The Ride That Wasn’t So “Free” 50 Years Ago
“Through their defiant journeys, the Freedom Riders sent a resounding message to the rest of our nation that desegregation was a moral imperative,” President Obama said yesterday in his proclamation honoring the 50th anniversary of the Freedom Ride.
Fifty years ago today, activists from different races stepped foot on buses headed to the segregated south with one goal in mind: freedom. The two buses leaving Washington D.C. on May 4, 1961, carried 13 passengers—seven black and six white—determined to make it to New Orleans. They traveled through Richmond, Virginia, Greensboro, North Carolina, and Rock Hill, South Carolina. It was there, in Rock Hill, where Georgia Rep. John Lewis was attacked for attempting to enter a white-only bus terminal waiting room. Additionally, 10 days into the trip, the Freedom Riders’ Greyhound bus was bombed in Anniston, Alabama, by the Ku Klux Klan. Furthermore, many were beaten in Birmingham, Alabama, only blocks from the Sheriff’s home.

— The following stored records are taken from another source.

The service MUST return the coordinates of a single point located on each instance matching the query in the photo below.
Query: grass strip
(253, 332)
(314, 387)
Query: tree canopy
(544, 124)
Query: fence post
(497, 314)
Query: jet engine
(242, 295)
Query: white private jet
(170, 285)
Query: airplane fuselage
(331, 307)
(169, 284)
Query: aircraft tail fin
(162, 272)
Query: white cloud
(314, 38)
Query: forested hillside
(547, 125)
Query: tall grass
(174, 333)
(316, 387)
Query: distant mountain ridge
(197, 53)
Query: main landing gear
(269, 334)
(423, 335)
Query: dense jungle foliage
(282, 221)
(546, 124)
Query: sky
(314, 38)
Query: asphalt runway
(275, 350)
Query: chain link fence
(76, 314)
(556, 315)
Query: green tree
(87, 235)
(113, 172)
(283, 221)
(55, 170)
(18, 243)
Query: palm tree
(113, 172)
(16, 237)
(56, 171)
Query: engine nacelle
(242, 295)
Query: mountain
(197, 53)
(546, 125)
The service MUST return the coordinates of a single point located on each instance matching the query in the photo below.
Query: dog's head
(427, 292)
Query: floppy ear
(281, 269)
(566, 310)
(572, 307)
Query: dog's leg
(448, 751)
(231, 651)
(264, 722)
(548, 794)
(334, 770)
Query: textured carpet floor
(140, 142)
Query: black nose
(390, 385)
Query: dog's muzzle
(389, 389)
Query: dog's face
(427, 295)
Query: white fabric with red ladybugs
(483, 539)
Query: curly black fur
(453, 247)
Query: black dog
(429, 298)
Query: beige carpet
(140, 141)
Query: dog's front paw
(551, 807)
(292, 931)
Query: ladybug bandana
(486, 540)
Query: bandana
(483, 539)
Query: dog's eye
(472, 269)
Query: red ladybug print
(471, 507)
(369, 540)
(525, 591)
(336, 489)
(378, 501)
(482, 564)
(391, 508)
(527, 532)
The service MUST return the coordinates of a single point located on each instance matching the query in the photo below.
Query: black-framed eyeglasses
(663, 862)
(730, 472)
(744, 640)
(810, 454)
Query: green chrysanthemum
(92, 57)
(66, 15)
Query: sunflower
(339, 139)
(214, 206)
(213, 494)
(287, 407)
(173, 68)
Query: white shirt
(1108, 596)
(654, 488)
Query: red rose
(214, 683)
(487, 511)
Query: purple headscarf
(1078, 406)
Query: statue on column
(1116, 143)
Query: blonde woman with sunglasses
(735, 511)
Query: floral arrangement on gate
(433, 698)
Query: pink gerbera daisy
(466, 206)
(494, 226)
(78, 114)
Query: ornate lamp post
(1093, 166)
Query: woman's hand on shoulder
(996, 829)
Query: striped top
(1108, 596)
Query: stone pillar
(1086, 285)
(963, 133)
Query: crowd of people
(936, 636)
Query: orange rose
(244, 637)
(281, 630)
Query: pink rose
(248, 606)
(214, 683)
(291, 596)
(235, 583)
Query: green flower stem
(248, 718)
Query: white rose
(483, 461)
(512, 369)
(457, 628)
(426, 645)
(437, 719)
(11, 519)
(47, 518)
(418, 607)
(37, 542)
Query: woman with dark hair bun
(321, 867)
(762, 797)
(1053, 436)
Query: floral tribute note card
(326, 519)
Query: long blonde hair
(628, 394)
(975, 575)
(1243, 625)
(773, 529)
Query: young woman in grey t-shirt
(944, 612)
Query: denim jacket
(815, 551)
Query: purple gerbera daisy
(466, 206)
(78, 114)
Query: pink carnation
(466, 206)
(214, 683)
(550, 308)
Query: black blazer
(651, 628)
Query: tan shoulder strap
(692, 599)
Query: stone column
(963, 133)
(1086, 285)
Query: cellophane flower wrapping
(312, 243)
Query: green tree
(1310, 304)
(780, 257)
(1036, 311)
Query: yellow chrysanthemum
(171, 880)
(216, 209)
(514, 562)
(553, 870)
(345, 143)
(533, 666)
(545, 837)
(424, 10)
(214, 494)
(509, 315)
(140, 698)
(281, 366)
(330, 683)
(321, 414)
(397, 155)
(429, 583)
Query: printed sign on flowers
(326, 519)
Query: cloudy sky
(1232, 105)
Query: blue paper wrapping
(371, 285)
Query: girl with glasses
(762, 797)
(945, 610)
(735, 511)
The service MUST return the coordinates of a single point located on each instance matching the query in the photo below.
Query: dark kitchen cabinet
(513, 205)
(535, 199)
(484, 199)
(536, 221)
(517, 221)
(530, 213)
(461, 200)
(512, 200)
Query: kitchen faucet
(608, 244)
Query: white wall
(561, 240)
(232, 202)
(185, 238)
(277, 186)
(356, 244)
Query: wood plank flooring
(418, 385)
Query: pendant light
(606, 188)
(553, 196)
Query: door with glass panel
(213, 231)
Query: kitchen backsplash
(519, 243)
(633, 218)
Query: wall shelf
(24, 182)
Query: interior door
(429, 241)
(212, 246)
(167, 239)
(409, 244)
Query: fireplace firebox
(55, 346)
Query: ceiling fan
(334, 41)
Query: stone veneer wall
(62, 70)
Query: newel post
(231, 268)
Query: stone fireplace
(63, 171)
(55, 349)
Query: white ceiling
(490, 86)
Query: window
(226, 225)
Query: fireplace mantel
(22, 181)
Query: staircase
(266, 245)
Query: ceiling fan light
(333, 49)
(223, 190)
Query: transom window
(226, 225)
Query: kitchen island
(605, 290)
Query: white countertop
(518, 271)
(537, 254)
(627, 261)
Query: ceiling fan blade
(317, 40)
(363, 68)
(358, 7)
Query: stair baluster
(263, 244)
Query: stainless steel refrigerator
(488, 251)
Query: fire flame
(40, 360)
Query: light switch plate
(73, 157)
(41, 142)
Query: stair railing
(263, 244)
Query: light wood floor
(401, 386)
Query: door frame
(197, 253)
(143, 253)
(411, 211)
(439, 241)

The activists were not deterred by the violence. Over the next year, more that 436 people on 60 freedom buses traveled to the south to agitate for change. In November 1961, an Interstate Commerce Commission ruling that segregation on interstate buses and facilities was illegal, took effect.
This month, PBS will debut a documentary on the movement, as students retrace the journey of the Freedom Riders.